Closed GoogleCodeExporter closed 9 years ago
I partially agree. The nsum-like syntax could be removed from fsum, and nsum
could be
given support for finite sums.
However, there is a use for a standalone fsum(<iterable>), because it has
significantly less overhead than nsum. This function could also be optimized to
be
even faster than sum() by avoiding temporary normalizations.
Another catch is that nsum has slightly different semantics. It discards the
tail of
a series when the terms are small enough, and could be expected to do the same
for
monotonically decreasing finite sums. In effect, nsum should be able try
computing
nsum(f,[a,inf])-nsum(f,[b+1,inf]).
Original comment by fredrik....@gmail.com
on 11 Dec 2008 at 4:57
Ok. But at least nsum(f, [a, b]) should just work.
For speed, there could be a finite=True flag for nsum, so we could drop fsum.
BTW, for the sum of a list it's numerically better to sort it before summing
(small
values first).
Original comment by Vinzent.Steinberg@gmail.com
on 11 Dec 2008 at 5:22
> we could drop fsum
I don't think so.

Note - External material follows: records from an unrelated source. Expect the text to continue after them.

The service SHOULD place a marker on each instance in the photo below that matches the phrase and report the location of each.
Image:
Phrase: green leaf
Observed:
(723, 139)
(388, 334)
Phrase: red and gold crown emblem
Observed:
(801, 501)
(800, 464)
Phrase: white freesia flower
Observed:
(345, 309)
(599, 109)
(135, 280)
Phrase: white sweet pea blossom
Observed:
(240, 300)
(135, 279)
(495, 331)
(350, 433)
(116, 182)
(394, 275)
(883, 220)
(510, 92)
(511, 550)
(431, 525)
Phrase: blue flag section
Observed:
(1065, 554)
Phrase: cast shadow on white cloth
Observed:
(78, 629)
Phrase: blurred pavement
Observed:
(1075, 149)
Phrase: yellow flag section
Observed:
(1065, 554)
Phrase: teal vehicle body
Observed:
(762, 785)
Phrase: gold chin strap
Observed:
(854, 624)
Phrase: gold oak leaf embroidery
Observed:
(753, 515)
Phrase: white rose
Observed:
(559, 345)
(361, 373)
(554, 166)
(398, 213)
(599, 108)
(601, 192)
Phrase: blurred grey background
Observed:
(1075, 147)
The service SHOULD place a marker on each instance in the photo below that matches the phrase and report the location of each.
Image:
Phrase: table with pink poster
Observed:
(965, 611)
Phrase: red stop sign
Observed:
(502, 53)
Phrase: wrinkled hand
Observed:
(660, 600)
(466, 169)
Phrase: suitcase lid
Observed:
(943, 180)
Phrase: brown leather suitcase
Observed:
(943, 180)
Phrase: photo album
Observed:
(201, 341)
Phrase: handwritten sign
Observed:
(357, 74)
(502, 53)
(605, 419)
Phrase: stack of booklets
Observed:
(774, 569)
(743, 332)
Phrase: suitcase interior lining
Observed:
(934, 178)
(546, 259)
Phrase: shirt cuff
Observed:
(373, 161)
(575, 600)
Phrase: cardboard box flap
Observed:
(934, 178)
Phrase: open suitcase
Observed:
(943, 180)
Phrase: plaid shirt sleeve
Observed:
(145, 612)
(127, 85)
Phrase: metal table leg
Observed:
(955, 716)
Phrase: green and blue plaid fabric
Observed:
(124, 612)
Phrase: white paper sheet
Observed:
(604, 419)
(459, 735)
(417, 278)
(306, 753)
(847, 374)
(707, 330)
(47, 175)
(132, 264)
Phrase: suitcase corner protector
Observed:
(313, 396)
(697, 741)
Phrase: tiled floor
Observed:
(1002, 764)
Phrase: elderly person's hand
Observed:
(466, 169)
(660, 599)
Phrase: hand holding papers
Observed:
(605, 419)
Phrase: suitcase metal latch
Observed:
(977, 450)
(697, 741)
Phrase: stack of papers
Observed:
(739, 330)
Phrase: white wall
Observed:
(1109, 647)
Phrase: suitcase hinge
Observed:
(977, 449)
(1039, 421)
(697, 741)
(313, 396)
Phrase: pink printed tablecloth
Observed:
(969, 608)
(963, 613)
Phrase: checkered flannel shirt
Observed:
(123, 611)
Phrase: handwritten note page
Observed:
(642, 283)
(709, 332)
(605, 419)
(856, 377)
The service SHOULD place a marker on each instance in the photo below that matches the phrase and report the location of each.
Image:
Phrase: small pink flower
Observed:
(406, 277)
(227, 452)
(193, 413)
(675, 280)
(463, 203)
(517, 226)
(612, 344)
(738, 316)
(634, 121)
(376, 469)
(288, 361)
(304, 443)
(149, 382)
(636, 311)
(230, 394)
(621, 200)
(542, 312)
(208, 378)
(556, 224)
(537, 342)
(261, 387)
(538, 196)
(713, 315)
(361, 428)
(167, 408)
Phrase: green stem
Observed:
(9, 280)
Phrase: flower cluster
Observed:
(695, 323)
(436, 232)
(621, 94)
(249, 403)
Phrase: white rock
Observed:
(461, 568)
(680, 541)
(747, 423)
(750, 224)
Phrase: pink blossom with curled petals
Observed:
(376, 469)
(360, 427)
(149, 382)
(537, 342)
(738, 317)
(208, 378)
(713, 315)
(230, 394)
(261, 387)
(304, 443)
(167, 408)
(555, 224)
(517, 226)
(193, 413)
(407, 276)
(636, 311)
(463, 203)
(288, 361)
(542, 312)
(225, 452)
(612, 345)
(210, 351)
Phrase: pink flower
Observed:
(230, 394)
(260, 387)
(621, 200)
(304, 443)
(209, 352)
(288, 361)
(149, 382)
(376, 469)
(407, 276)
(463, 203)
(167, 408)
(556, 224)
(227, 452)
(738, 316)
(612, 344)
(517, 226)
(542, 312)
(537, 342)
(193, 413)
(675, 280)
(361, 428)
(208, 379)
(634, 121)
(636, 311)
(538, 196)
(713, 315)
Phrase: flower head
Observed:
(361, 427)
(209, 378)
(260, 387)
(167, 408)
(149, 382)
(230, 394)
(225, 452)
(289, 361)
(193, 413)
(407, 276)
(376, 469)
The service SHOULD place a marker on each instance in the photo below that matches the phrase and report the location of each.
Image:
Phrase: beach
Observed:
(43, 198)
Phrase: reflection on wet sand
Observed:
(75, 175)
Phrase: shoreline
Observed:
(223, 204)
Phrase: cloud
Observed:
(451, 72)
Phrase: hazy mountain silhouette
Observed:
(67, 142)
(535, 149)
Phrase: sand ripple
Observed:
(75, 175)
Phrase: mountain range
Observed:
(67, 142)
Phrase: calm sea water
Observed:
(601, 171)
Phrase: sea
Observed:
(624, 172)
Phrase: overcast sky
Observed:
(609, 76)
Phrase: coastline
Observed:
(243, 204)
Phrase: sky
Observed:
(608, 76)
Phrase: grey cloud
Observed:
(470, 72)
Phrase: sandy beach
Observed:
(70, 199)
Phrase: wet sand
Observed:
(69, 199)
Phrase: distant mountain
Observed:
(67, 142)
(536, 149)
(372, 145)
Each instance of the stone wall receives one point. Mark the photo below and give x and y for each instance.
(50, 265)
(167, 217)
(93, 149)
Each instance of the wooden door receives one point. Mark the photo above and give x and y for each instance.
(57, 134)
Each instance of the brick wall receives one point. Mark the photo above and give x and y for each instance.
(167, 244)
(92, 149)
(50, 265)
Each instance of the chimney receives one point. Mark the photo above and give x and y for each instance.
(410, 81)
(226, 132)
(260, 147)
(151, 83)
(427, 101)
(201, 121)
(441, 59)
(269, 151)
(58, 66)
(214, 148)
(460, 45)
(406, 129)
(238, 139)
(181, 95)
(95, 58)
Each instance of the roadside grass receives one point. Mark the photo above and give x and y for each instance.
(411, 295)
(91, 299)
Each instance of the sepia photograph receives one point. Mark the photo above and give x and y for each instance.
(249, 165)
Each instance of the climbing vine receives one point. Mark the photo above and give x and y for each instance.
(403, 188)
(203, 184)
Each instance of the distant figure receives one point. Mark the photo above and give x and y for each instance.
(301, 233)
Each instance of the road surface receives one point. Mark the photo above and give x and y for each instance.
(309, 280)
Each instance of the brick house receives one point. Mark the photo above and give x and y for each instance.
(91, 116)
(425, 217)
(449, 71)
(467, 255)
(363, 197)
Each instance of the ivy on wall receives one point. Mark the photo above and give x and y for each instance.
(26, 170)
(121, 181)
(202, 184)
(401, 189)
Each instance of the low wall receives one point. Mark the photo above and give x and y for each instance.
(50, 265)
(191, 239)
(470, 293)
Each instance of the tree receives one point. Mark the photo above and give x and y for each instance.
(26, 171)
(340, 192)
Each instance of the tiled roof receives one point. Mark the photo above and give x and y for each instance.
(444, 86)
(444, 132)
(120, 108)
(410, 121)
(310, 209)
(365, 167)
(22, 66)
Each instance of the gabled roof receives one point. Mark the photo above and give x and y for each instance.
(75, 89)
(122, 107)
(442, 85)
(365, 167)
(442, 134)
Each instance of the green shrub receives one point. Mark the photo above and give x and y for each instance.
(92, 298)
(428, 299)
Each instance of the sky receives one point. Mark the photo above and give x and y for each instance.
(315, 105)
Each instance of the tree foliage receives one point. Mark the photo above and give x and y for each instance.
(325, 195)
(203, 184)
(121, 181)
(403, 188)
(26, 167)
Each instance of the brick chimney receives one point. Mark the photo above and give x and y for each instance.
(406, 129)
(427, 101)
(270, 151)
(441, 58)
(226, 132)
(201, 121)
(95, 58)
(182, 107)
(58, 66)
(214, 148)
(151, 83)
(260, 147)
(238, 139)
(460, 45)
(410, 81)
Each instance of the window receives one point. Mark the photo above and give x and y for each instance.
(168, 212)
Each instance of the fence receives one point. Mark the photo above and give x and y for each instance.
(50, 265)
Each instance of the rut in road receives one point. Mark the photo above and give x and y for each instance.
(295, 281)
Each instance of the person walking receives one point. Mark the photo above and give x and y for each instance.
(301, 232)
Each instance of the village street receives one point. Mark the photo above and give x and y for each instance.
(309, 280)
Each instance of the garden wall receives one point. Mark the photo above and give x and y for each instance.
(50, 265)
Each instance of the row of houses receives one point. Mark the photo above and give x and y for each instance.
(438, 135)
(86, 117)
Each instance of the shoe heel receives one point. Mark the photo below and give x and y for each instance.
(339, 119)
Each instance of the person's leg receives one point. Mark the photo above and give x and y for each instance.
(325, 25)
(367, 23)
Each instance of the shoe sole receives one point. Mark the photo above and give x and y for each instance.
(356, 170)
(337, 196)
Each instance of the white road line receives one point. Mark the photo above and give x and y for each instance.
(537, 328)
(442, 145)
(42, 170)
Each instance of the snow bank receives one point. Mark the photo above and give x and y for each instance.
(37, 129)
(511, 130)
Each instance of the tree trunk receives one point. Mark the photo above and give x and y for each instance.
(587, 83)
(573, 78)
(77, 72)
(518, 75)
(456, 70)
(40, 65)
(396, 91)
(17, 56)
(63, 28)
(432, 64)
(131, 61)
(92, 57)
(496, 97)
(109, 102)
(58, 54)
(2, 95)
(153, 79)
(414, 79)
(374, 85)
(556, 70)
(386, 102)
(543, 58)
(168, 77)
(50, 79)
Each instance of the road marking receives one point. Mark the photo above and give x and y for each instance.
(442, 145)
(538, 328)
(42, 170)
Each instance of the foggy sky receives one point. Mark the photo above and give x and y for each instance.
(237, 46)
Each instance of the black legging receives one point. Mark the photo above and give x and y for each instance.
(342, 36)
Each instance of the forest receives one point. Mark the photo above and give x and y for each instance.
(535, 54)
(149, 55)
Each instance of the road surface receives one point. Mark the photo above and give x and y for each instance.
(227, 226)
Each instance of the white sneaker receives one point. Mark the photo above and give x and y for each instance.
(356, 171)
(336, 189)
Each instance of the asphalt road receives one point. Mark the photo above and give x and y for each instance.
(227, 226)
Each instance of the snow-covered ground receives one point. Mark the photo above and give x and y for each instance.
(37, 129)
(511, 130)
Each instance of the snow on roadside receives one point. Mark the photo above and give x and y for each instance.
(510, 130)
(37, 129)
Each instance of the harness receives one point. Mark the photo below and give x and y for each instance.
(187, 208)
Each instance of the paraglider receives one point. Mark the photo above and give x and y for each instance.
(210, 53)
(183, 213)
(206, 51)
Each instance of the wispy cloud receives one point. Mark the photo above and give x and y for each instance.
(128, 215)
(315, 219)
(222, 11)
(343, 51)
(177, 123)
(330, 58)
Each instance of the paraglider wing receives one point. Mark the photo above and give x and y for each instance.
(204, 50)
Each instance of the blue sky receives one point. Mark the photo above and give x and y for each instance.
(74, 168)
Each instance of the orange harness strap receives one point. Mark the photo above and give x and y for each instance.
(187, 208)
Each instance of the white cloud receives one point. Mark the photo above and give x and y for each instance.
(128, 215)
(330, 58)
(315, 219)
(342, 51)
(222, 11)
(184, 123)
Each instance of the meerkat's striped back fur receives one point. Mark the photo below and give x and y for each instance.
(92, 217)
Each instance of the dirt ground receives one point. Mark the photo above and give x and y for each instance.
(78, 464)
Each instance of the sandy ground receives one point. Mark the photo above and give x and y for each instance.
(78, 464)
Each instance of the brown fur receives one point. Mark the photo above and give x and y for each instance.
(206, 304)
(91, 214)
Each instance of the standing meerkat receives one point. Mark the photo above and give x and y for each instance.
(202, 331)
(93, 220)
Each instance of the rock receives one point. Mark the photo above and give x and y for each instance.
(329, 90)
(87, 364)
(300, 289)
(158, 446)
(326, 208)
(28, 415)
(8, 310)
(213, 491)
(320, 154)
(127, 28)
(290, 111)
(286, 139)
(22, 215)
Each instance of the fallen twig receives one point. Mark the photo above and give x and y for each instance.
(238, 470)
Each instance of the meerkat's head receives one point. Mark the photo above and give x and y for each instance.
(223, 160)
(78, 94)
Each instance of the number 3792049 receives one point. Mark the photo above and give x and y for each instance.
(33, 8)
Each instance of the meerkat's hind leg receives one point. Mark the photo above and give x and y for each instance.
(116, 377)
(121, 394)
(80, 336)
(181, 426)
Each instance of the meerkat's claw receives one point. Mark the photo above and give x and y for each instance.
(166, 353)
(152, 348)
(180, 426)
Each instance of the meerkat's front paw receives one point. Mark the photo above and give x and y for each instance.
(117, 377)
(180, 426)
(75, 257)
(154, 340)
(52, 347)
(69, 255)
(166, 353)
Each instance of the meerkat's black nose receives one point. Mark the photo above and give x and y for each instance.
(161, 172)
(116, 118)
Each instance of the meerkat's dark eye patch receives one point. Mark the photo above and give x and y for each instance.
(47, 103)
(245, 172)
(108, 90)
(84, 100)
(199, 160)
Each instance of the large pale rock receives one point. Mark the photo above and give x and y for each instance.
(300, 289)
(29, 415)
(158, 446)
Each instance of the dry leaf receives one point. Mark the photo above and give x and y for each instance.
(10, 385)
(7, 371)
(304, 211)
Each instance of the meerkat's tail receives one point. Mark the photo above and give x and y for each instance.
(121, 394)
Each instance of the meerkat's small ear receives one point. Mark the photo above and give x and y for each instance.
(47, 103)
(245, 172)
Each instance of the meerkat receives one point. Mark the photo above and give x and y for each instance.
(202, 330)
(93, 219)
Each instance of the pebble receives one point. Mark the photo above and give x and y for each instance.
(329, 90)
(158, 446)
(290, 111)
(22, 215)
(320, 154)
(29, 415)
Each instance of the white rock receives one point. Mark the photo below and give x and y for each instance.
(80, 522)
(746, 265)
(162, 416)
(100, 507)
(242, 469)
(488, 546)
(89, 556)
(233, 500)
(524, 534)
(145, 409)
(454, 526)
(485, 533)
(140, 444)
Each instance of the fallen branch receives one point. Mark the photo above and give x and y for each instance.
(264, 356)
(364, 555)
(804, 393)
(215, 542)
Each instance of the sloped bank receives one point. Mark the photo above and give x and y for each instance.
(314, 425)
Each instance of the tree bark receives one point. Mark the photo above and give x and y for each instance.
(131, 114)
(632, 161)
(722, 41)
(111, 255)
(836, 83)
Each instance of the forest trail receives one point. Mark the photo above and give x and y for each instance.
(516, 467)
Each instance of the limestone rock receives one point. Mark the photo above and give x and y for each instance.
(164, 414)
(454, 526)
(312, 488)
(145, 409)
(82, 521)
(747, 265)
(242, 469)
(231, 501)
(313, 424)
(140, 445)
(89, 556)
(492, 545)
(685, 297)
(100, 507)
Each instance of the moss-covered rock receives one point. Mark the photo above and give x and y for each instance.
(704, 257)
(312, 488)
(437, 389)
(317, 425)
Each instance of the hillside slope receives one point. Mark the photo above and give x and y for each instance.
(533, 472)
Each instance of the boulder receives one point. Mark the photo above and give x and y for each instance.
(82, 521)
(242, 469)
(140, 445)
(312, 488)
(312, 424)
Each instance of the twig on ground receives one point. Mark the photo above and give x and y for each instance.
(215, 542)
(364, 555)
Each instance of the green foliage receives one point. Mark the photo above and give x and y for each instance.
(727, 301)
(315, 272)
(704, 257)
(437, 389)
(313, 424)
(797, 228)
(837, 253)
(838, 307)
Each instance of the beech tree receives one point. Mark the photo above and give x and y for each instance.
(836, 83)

One reason being compatibility with the fsum function in the
standard math library.
> BTW, for the sum of a list it's numerically better to sort it before summing
(small
> values first).
Sorting is much more expensive than calculating the sum in the first place,
though.
Avoiding temporary normalization/rounding simultaneously improves speed and
gives
full accuracy.
Original comment by fredrik....@gmail.com
on 11 Dec 2008 at 5:30
How would this give full precision in case you start with the largest value?
Original comment by Vinzent.Steinberg@gmail.com
on 11 Dec 2008 at 5:40
If no rounding is performed, the result is exact by definition :)
Original comment by fredrik....@gmail.com
on 11 Dec 2008 at 5:43
This way 10**6 + 10**-6 would eat much memory, if you adapt precision, no?
Original comment by Vinzent.Steinberg@gmail.com
on 11 Dec 2008 at 5:47
Yes, in practice one has to set an upper threshold for the permitted precision.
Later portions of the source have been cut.